Mrs. Schiavo must continue to receive such ordinary treatments to meet her basic needs until the time they become life threatening or harmful. Removing food and hydration now will amount to a very painful death. It also may hasten the day when anyone deemed not living a life of subjective quality – by whose definition? – may suffer the same fate. This evil, if permitted, will end the life of one woman and place all of us in peril.

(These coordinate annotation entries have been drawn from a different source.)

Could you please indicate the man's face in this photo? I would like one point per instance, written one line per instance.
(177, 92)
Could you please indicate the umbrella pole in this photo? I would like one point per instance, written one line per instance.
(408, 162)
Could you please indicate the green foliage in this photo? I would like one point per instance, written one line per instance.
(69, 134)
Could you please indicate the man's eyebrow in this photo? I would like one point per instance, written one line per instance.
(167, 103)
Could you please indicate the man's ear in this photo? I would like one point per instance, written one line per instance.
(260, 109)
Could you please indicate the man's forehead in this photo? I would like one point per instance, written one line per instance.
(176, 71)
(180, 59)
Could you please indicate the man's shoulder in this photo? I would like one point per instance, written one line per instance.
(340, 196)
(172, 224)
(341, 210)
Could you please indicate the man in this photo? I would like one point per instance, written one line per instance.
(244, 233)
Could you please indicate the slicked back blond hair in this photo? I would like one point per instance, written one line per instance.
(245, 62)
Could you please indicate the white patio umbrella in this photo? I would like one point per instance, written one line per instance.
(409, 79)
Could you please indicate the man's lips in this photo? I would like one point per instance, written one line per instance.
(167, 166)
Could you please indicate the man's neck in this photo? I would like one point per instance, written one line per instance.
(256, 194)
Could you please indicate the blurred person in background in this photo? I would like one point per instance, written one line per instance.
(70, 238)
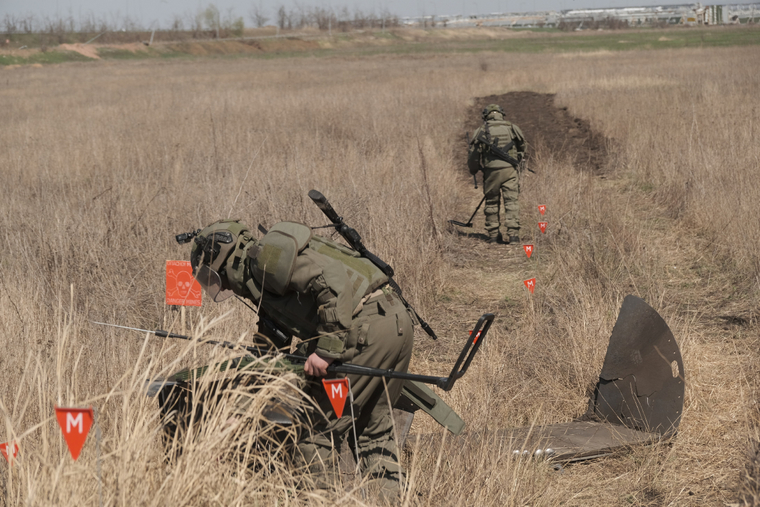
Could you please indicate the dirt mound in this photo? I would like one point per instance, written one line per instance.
(546, 127)
(88, 51)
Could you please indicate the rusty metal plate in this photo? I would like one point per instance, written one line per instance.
(574, 441)
(641, 384)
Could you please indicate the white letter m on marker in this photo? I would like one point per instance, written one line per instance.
(72, 421)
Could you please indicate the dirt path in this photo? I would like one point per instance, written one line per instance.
(716, 327)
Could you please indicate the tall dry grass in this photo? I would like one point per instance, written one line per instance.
(104, 163)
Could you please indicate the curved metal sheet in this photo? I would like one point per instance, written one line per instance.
(641, 384)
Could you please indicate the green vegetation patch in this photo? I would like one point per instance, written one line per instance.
(44, 57)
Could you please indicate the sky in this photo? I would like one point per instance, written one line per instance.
(160, 13)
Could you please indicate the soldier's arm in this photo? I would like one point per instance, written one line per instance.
(519, 141)
(326, 280)
(473, 154)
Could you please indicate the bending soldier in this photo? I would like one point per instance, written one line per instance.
(340, 304)
(500, 177)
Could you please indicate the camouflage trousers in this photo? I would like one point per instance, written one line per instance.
(384, 335)
(505, 183)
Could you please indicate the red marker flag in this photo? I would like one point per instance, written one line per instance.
(75, 424)
(9, 450)
(181, 288)
(337, 391)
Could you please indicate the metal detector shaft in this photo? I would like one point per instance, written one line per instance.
(469, 222)
(477, 336)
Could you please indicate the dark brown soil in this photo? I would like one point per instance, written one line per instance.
(546, 128)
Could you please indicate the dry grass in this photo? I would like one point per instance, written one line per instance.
(103, 163)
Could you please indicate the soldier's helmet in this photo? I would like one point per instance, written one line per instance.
(492, 108)
(211, 249)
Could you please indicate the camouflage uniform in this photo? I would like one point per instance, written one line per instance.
(342, 307)
(499, 176)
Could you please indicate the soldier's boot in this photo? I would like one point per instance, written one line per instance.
(381, 468)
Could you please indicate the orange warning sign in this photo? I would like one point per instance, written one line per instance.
(75, 424)
(9, 450)
(337, 391)
(181, 288)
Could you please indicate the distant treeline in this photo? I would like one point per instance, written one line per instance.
(204, 23)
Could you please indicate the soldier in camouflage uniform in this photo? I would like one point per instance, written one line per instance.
(499, 176)
(340, 304)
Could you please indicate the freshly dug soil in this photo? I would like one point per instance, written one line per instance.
(546, 127)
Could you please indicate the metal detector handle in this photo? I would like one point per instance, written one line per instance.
(476, 339)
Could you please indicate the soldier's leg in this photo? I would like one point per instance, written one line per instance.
(492, 181)
(510, 193)
(385, 340)
(378, 450)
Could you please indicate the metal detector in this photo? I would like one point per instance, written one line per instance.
(469, 222)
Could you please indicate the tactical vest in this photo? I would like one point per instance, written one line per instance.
(265, 267)
(501, 132)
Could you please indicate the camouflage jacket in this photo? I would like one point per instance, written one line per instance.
(308, 285)
(480, 157)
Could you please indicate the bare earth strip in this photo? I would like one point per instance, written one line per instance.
(717, 333)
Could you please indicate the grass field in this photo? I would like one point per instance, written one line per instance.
(104, 162)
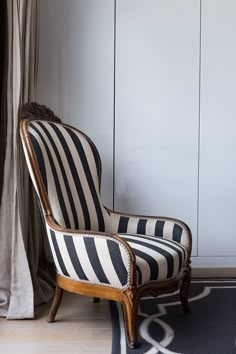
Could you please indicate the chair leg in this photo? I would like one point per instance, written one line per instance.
(184, 290)
(130, 310)
(55, 305)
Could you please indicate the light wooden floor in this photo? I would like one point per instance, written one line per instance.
(81, 327)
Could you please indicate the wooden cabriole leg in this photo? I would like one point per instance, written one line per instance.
(130, 310)
(55, 305)
(184, 289)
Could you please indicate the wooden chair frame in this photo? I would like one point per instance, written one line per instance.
(130, 297)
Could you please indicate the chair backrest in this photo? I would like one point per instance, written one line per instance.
(70, 168)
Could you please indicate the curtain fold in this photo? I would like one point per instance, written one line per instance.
(26, 268)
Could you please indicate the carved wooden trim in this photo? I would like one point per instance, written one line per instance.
(129, 297)
(34, 110)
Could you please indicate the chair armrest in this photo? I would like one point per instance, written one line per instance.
(169, 228)
(92, 257)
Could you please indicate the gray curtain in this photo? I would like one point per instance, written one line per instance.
(26, 269)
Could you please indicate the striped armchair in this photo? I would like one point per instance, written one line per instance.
(98, 252)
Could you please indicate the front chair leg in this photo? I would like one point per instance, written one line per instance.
(184, 289)
(130, 310)
(55, 305)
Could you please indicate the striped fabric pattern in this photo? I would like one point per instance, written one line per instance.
(162, 227)
(69, 166)
(91, 258)
(156, 258)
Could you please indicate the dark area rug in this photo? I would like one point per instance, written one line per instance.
(210, 328)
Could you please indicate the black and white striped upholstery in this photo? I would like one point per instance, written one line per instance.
(69, 166)
(163, 227)
(70, 169)
(156, 258)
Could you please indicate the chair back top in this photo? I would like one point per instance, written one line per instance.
(69, 167)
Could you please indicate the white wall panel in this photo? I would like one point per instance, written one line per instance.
(76, 65)
(217, 235)
(157, 108)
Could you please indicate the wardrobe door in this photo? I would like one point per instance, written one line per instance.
(217, 207)
(76, 71)
(157, 108)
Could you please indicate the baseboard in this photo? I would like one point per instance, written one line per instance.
(214, 273)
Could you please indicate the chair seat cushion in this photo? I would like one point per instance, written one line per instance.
(156, 258)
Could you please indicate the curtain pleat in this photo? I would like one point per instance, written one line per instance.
(26, 268)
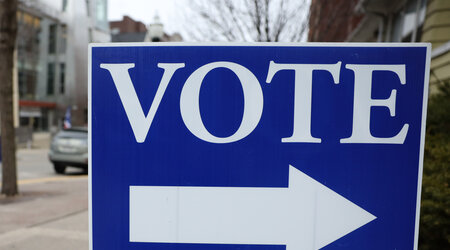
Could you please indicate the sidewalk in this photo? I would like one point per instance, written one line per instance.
(49, 213)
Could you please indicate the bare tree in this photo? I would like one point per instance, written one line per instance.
(8, 33)
(248, 20)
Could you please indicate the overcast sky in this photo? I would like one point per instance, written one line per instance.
(169, 11)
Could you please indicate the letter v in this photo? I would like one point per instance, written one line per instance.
(140, 124)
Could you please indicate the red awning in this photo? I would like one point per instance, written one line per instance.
(40, 104)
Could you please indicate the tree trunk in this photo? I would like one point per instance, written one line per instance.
(8, 32)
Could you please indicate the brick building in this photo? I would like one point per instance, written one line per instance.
(387, 21)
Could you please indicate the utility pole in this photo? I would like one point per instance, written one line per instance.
(8, 34)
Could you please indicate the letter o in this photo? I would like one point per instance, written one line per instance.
(190, 102)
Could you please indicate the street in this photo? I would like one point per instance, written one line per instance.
(51, 211)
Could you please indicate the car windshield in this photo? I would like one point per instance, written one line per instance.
(73, 133)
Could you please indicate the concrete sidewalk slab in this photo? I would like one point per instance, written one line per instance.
(49, 214)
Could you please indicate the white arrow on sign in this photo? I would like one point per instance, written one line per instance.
(306, 215)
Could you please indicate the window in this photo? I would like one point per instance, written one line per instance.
(52, 39)
(64, 5)
(62, 78)
(50, 78)
(63, 44)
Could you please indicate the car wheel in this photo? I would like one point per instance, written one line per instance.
(59, 168)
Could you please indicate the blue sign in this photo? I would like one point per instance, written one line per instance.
(256, 146)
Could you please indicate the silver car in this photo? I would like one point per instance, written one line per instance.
(69, 147)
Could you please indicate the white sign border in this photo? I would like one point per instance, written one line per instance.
(266, 44)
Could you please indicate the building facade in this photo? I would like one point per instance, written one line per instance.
(130, 30)
(51, 61)
(387, 21)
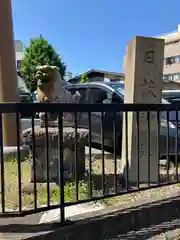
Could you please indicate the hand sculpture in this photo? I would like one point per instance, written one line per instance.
(50, 89)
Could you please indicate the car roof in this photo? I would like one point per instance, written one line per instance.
(106, 84)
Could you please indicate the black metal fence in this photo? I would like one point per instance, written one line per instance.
(102, 126)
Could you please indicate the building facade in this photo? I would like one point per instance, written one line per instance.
(172, 56)
(100, 76)
(19, 49)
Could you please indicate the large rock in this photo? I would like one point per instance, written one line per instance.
(53, 162)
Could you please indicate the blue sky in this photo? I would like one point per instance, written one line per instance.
(93, 34)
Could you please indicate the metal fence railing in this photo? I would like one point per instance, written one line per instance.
(98, 126)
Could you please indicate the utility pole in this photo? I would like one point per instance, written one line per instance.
(8, 76)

Terri Schiavo and all those who rely on others for their basic needs remain worthy of care because of their dignity as children of God. In the Gospel of Life (papal encyclical written in 1995), Pope John Paul II wrote, ‘God alone has the power over life and death. But he only exercises this power in accordance with a plan of wisdom and love. When man usurps this power, being enslaved by a foolish and selfish way of thinking, he inevitably uses it for injustice and death. Thus the life of the person who is weak is put into the hands of the one who is strong; in society the sense of justice is lost...'

The Catholic bishops of Florida have strongly urged that Mrs. Schiavo should receive "all treatments and care that will be of benefit to her." I call on the faithful in the Archdiocese to join with me in prayer for Mrs. Schiavo, for her family and for all those charged with her life. I pray she receives the nourishment, hydration and loving care she needs until the Lord of Life calls her to His eternal home."